Using PubMed trained Word2Vec word embeddings to see if known gene-disease relationships are reliably encoded in vector space. Code in this directory is forked from https://github.com/spyysalo/wvlib but TBH the command line interface to do this analysis was an early idea that I basically abonded. Instead I started a notebook "Vector similarity.ipynb" which does the analogy task in demo form.
The embeddings I used came from http://evexdb.org/pmresources/vec-space-models/ and are multi-GB files that are not under source code control. You will need to download wikipedia-pubmed-and-PMC-w2v.bin and PubMed-w2v.bin to get the notebook to work locally for you.
2020-02-22 jfleischer@ucsd.edu
Work in progress, not currently recommended for any use.
Try the following:
Find 10 words closest to "protein" using word2vec vectors induced on the text8 demo data
echo protein | python nearest.py text8.tar.gz -n 10
Find word that has the same relationship to "japan" as "paris" has to "france"

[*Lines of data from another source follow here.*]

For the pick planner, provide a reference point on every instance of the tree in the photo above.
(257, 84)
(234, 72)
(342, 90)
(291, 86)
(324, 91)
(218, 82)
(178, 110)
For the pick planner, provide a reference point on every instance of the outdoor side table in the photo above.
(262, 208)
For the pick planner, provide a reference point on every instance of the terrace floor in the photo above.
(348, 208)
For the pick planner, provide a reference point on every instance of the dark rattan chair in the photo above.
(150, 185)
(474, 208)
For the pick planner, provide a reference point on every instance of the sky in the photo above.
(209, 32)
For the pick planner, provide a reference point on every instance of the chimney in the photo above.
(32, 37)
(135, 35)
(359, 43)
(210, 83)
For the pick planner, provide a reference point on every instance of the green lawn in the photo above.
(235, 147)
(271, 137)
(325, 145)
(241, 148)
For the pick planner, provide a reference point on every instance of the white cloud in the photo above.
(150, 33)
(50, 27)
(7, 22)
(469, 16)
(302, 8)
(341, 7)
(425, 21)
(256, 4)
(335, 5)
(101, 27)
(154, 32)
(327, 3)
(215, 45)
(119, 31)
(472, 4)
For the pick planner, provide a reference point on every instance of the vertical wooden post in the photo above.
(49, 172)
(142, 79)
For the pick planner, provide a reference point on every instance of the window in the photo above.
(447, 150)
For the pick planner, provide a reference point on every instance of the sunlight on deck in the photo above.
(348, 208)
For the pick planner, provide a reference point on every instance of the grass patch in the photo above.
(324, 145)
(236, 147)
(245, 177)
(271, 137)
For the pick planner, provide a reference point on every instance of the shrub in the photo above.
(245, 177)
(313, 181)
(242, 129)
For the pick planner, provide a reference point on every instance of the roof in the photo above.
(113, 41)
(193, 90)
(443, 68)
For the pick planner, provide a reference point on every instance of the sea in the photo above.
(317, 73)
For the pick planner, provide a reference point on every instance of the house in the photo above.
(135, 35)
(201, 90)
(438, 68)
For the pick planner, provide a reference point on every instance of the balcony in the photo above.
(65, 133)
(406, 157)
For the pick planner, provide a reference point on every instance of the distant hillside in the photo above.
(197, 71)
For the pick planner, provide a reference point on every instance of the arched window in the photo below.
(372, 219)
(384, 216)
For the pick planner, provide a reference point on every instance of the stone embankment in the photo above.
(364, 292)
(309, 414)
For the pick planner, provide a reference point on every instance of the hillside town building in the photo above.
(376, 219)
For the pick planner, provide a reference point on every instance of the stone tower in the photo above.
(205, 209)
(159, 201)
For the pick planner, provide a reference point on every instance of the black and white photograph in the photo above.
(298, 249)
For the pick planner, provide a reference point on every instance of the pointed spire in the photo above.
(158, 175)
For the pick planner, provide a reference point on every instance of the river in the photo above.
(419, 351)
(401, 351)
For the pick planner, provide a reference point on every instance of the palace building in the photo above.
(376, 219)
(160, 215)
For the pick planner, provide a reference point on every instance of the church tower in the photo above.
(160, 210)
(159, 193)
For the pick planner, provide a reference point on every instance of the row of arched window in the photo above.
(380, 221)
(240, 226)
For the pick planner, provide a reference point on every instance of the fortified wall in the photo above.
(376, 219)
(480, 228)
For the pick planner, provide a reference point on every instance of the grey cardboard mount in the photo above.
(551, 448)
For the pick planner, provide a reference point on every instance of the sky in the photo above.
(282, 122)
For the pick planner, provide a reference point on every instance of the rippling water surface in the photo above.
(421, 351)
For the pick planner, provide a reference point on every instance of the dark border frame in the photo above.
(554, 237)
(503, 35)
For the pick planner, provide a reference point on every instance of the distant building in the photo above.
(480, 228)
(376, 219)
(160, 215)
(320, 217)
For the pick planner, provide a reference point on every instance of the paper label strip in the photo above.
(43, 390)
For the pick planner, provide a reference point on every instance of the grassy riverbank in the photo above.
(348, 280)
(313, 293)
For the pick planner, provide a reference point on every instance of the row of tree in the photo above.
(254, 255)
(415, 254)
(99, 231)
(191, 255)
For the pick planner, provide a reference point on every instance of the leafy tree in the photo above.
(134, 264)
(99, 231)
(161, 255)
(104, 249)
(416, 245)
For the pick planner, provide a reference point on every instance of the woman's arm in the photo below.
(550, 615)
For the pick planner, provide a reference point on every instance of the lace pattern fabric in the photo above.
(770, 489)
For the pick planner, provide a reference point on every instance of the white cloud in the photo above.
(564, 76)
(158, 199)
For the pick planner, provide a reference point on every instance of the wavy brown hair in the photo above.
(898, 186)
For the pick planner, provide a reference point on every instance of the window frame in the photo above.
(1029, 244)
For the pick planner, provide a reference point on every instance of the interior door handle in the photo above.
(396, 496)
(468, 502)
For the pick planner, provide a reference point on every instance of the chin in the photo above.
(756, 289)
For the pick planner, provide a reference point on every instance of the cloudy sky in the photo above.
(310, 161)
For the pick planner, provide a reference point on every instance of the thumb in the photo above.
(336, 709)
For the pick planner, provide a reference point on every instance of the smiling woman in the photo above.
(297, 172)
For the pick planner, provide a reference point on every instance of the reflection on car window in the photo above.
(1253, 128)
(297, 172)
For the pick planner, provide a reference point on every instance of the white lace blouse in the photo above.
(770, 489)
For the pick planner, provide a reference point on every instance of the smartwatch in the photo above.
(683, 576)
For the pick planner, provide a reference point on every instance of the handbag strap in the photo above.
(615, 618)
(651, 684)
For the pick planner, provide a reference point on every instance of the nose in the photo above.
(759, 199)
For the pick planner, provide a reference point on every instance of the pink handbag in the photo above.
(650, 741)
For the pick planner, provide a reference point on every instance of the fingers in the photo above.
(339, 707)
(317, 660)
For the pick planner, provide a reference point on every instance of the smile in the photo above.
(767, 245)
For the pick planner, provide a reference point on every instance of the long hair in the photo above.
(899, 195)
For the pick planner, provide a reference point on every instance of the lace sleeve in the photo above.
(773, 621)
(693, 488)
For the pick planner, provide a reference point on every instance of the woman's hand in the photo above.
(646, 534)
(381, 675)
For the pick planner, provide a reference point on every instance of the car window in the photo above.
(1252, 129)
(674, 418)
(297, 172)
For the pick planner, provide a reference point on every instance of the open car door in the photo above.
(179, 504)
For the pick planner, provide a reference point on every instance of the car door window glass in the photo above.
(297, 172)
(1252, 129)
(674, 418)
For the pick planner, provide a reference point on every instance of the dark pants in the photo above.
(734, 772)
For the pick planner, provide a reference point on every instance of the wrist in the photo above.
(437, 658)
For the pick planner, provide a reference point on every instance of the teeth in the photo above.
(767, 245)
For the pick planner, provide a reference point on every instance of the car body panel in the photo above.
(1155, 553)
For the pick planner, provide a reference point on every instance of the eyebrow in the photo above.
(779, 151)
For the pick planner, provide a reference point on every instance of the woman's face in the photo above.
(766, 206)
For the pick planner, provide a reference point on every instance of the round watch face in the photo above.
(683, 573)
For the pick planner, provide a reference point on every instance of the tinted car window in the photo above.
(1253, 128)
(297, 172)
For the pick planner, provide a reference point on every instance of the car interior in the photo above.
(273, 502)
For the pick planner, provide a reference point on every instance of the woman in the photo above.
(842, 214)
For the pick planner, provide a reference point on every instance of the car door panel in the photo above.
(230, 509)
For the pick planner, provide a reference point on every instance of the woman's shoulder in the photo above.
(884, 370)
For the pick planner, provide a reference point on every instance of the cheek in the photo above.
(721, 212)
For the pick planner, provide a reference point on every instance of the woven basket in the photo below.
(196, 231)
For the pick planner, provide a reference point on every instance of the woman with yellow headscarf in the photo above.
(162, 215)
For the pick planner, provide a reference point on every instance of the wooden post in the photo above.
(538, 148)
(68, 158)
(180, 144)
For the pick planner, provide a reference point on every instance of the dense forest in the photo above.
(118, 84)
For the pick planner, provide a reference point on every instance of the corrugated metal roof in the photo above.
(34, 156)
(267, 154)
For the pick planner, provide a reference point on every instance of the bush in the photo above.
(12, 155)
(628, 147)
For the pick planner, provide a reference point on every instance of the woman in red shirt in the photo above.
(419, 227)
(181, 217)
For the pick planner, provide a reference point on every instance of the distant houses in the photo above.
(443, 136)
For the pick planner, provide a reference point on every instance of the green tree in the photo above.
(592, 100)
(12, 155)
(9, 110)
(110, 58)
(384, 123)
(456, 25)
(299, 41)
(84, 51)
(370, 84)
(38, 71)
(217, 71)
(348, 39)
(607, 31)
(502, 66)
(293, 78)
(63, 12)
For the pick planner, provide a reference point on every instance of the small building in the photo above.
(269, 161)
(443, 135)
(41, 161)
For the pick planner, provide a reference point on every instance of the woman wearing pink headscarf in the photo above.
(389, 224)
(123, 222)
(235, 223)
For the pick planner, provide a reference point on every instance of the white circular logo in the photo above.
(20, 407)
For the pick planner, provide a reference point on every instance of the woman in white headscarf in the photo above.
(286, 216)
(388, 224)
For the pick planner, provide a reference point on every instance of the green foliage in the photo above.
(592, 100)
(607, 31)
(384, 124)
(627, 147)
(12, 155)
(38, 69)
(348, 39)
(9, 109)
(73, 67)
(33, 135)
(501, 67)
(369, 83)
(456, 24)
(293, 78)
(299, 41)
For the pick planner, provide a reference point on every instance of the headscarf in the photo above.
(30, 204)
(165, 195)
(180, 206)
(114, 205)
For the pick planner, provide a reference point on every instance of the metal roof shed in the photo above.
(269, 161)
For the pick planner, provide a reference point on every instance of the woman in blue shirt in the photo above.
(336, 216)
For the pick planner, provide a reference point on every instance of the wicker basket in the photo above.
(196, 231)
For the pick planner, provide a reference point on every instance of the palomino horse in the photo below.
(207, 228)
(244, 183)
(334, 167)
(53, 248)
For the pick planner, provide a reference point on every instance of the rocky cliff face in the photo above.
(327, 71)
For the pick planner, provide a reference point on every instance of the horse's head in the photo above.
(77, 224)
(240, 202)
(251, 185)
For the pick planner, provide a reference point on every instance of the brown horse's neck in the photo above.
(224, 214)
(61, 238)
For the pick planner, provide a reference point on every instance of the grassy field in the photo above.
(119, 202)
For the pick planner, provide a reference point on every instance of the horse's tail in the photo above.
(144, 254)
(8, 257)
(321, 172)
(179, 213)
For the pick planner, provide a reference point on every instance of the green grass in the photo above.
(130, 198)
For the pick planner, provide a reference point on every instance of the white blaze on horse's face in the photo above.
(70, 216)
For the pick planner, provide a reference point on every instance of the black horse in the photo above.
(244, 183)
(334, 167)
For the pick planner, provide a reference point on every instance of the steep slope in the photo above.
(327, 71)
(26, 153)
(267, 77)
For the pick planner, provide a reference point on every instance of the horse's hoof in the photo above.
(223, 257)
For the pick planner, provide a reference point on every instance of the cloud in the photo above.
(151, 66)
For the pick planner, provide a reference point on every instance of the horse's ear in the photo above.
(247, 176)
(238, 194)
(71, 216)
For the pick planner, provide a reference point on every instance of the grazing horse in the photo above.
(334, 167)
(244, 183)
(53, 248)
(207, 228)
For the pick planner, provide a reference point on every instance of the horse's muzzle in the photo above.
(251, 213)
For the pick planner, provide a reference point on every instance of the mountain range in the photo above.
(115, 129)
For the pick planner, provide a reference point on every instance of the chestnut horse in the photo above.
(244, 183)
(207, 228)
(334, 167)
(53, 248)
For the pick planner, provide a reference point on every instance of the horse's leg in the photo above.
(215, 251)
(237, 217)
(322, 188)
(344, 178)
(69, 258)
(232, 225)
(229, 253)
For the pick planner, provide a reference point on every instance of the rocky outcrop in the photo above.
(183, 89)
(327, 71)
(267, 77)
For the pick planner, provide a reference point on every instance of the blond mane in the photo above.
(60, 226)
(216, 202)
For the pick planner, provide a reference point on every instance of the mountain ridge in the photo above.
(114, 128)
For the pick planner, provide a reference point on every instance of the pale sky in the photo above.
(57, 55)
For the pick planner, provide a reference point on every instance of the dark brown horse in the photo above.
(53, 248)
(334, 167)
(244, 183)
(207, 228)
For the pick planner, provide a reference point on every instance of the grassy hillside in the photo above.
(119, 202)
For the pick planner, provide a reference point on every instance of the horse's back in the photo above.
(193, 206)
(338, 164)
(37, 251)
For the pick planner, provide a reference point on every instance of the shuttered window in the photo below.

echo 'france paris japan' | python analogy.py text8.tar.gz -q -n 1
Evaluate the vectors on the binary classification task using words from McIntosh and Curran "Reducing semantic drift with bagging and distributional similarity" (ACL 2009)
python evalclass.py text8.tar.gz word-classes/McIC-09/*.txt
Evaluate the vectors on the closed-class member retrieval task using the set of standard amino acids
python evalset.py text8.tar.gz word-sets/Ohta-bio-sets/standard-amino-acids.txt
The rest of this README is TODO. See scripts for documentation.